Слова о «сдержанности» актерской манеры в применении к Жженову – не штамп. Ему было что сдерживать и чем наполнять любую роль. Чувствовать себя в любой «шкуре» органично, не вживаясь в «предполагаемые обстоятельства», а живя ими. Его самая громкая, но не самая любимая роль – американский шпион, белоэмигрант Тульев в «Ошибке резидента» (1968) Вениамина Дормана. Актерский шедевр, десяток персонажей внутри одного: роль нелегала, меняющего маски, давала простор. Породистый аристократ, идейный антикоммунист: Жженов знал, как держаться на допросах. Шоферюга с жизнью, покуроченной пленом, ищущий тихую гавань: на Колыме Жженов какое-то время шоферил. Соцреалистический герой: есть такой эпизод, где Тульев «стажируется» в немецком лагере, изображая пленного красноармейца. И безжалостный зверь с тихим голосом, как бы случайно интересующийся у пособника, бывшего полицая – того надо было профилактически припугнуть, чем кончился суд над изменниками, репортаж о котором тот смотрел по телевизору. «Всех расстреляли». – «Ну и правильно».
В одной этой реплике «ну и правильно» уже есть все то, о чем говорил Жженов в «Русском кресте». На полицаев, власовцев и бандеровцев Жженов, надо полагать, на Колыме насмотрелся. Великий актер всегда найдет возможность сказать то, что хочет. Как дернется ответить облыжно арестованному – да тут же и укротит свой порыв – следователь («Исправленному верить», Виктор Жилин, 1959), которому завязавший вор дерзко бросит: «Вам-то что!
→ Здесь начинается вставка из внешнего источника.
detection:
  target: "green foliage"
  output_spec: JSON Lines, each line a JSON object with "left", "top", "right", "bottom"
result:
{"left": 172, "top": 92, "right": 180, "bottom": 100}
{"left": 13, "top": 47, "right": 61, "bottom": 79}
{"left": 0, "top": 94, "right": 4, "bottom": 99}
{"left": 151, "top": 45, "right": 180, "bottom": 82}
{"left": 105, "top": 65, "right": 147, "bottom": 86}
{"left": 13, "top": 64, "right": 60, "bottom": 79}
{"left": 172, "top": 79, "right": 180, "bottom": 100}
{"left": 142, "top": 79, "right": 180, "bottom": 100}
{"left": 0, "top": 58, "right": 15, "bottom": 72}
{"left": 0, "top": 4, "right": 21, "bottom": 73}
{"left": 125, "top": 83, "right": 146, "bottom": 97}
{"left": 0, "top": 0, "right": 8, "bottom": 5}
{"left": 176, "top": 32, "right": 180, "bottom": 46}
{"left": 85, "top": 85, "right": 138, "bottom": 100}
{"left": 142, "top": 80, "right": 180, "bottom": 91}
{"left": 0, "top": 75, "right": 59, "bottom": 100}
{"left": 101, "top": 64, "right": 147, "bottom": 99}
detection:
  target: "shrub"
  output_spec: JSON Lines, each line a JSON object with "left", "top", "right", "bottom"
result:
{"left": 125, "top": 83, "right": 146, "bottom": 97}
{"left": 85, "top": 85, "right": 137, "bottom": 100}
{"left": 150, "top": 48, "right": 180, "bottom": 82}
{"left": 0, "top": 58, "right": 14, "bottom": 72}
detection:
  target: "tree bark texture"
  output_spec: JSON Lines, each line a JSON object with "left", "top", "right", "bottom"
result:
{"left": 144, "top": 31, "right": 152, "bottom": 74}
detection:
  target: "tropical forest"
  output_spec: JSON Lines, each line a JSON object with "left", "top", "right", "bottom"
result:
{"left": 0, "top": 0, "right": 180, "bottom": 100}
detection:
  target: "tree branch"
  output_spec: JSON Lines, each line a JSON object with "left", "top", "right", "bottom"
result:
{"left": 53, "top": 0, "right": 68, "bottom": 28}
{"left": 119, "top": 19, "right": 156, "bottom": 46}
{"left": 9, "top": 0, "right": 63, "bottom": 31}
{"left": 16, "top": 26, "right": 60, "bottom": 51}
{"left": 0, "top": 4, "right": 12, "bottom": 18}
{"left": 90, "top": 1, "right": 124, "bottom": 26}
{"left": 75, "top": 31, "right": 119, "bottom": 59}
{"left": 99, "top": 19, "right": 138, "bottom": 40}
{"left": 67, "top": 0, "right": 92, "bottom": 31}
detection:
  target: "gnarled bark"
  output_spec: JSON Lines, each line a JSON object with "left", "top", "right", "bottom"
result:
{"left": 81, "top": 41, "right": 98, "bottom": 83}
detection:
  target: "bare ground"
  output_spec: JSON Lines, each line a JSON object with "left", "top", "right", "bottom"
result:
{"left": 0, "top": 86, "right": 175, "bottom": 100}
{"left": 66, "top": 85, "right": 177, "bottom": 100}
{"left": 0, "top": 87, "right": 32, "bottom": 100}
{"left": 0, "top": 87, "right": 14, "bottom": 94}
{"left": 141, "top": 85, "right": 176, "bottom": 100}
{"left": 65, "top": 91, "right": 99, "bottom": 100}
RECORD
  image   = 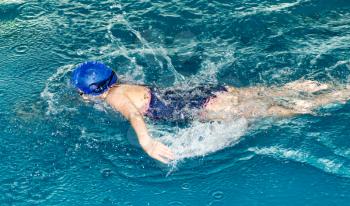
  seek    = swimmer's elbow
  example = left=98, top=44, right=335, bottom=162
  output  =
left=126, top=110, right=144, bottom=123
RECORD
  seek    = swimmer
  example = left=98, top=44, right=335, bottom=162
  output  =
left=71, top=61, right=350, bottom=163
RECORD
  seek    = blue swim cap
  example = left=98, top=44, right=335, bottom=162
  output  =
left=71, top=61, right=118, bottom=96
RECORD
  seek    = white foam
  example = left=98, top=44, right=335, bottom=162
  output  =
left=248, top=146, right=307, bottom=160
left=235, top=0, right=307, bottom=17
left=249, top=146, right=347, bottom=176
left=0, top=0, right=24, bottom=4
left=197, top=47, right=236, bottom=84
left=156, top=118, right=248, bottom=161
left=317, top=158, right=343, bottom=173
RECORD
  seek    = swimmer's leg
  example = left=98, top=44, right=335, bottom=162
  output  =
left=279, top=85, right=350, bottom=114
left=266, top=105, right=297, bottom=117
left=220, top=86, right=299, bottom=118
left=266, top=88, right=350, bottom=117
left=208, top=83, right=350, bottom=119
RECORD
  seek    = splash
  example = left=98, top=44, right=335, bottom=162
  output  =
left=157, top=118, right=248, bottom=161
left=0, top=0, right=24, bottom=4
left=40, top=65, right=76, bottom=115
left=105, top=13, right=185, bottom=84
left=235, top=0, right=307, bottom=17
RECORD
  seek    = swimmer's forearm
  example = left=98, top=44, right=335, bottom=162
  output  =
left=129, top=114, right=152, bottom=147
left=110, top=94, right=153, bottom=147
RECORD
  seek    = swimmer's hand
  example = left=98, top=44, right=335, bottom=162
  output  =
left=141, top=139, right=175, bottom=164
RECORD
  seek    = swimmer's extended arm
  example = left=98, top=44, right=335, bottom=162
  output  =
left=108, top=94, right=174, bottom=164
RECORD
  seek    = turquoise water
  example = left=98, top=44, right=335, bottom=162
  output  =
left=1, top=0, right=350, bottom=205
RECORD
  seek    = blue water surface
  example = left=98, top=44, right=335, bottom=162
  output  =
left=1, top=0, right=350, bottom=205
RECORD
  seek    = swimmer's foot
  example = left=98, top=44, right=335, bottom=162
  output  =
left=290, top=88, right=350, bottom=114
left=284, top=80, right=329, bottom=93
left=328, top=89, right=350, bottom=104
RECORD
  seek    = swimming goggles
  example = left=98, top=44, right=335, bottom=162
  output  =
left=79, top=71, right=117, bottom=96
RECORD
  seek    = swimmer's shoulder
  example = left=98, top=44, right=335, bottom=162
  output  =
left=107, top=84, right=151, bottom=112
left=110, top=84, right=149, bottom=93
left=108, top=84, right=151, bottom=106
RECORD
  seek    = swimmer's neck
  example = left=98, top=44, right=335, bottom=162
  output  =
left=99, top=90, right=110, bottom=100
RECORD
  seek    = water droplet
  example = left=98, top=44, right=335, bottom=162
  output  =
left=14, top=44, right=28, bottom=54
left=76, top=49, right=84, bottom=56
left=101, top=168, right=113, bottom=178
left=211, top=190, right=224, bottom=200
left=181, top=182, right=190, bottom=190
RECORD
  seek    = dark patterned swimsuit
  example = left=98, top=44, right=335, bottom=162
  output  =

Вы-то не знаете, каково на нарах!»
Жженов констатировал: «Я играл лишь то, что не могли переварить Олег Ефремов, Михаил Ульянов, а еще Евгений Матвеев. Все, что от них оставалось, на что времени им не хватало, перепадало мне». Самоуничижения в этой констатации нет: скорее – гордость за хорошо сделанную работу. Те не «переварили», а я «переварил», да еще как. Что генералов и полковников НКВД-КГБ в трилогии о «Сатурне» (Вилен Азаров, 1967–1972), «Меченом атоме» (Игорь Гостев, 1972) или «Звездочете» (Анатолий Тютюнник, 1986). Что генерального конструктора в «Иду искать» (Игорь Добролюбов, 1966) или посла Советского Союза в некой ближневосточной стране в «Загоне» (Гостев, 1987). Что «самого» Шарапова: мало кто помнит, что именно Жженов первым сыграл постаревшего укротителя «Черной кошки» в «Лекарстве против страха» (Альберт Мкртчян, 1978). На прямолинейно соцреалистические роли идеально дисциплинированный актер не сетовал, пожимал плечами: «Ну, социальный герой – амплуа, что тут поделаешь». Он-то знал цену своей игре, которую не мог девальвировать никакой сценарный шаблон. Только на закате жизни вырвалось: «Люди, которых я играл, оказались на поверку политиканами, негодяями, коррумпированной элитой». Но резонерствовал: «Они, наверное, отдавали себе отчет в том, что я играю их не такими, какие они есть, а такими, какими они должны быть».